For a UK SMB the answer is often no, not in the formal certified sense, at least not yet. The cost is meaningful and the benefit only materialises when a customer or regulator specifically asks. For many businesses the practical path is:
- Cyber Essentials Plus first — a UK-government-backed scheme that costs £1,500-£3,000, takes a few weeks, and signals security baseline competence
- Alignment with ISO 27001 without certification — follow the controls, document your work, be able to answer security questionnaires with confidence
- Full ISO 27001 certification when a customer or regulator demands it, or when your business is large enough that the audit cycle pays for itself in faster sales conversations
Trinito's own approach: aligned with the 2022 controls today, Cyber Essentials Plus in progress with an IASME-accredited certifying body, ISO 27001 audit cycle targeted for 2027. We document the mapping in our Statement of Applicability on request and have it ready for any procurement officer who asks.
Further reading
| Resource | What it covers |
|---|---|
| ISO official page for 27001:2022 | The standard itself — buyable for a few hundred pounds.

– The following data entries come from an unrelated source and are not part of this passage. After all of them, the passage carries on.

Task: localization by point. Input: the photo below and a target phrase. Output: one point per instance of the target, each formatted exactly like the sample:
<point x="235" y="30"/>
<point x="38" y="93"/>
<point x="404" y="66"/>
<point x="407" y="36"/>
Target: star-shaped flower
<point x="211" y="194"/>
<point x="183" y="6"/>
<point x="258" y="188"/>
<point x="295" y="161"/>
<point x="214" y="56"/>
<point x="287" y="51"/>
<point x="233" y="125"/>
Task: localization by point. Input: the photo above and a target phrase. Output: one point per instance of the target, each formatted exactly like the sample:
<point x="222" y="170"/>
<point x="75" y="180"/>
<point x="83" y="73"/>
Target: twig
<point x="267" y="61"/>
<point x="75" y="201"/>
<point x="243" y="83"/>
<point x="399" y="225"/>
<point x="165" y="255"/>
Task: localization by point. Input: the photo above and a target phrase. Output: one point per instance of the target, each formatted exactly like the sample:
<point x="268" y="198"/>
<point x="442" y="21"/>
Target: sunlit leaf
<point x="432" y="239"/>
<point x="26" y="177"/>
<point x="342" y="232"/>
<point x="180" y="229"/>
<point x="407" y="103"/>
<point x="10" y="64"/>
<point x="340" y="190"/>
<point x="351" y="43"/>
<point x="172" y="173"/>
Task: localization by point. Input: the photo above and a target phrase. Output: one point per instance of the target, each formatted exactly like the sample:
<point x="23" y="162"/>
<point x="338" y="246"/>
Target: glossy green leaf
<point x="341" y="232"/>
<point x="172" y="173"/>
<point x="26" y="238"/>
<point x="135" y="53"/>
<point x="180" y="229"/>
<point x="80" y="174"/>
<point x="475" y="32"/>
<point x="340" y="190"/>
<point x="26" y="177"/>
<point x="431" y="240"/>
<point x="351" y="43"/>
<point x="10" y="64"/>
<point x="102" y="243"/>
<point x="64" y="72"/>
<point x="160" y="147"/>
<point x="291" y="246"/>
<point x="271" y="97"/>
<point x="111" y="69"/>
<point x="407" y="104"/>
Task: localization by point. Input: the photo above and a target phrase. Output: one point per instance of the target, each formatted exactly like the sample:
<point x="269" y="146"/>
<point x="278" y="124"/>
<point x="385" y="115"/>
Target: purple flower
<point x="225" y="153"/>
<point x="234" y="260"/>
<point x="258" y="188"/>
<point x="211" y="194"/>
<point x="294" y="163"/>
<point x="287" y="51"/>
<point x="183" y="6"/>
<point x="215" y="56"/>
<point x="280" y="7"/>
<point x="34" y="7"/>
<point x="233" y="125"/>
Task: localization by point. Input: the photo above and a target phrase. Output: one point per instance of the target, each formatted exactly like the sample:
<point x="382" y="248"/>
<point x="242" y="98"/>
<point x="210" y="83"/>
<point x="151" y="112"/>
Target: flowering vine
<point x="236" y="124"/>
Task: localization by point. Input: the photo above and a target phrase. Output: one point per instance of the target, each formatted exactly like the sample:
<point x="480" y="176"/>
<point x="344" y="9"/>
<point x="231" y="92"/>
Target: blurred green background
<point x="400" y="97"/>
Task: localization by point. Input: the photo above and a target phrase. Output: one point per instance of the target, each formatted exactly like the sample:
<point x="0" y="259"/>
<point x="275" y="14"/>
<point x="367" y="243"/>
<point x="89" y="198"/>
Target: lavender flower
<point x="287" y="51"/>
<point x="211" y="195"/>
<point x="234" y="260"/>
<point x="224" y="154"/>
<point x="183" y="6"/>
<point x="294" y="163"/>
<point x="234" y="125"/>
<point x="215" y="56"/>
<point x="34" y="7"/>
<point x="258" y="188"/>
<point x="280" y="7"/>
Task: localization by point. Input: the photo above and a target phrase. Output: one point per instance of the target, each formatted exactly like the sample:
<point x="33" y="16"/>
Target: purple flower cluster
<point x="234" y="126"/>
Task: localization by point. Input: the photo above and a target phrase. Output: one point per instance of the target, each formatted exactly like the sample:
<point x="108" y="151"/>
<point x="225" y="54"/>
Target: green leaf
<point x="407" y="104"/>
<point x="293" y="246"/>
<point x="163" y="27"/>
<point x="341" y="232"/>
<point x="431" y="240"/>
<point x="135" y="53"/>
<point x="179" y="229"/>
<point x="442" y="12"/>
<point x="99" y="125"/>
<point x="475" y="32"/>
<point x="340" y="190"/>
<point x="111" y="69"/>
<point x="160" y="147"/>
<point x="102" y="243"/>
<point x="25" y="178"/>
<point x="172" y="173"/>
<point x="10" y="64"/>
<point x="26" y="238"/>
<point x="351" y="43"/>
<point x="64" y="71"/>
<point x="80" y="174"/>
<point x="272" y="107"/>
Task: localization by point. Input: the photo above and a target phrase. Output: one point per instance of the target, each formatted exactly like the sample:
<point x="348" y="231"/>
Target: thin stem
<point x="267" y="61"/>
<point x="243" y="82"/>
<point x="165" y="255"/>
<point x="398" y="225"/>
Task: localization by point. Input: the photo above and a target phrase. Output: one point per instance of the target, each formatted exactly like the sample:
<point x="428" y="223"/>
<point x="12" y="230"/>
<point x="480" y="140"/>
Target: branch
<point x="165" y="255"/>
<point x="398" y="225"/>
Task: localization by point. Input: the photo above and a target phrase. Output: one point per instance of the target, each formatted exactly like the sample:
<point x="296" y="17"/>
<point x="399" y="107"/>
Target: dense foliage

Worth having if you're serious |
| NCSC guidance on 27001 for SMEs | The UK's National Cyber Security Centre takes on the same problem from a practical perspective |
| Our ISO 27701 explainer | The privacy-management sibling standard |
| Our GDPR explainer | The legal regime that ISO 27001 helps you evidence |
The one-sentence summary
ISO/IEC 27001:2022 is the international standard for managing information security — useful as a discipline for any organisation that handles confidential data, essential as a certified badge if you sell to enterprises or government, and worth aligning with as soon as you can even if you don't certify yet.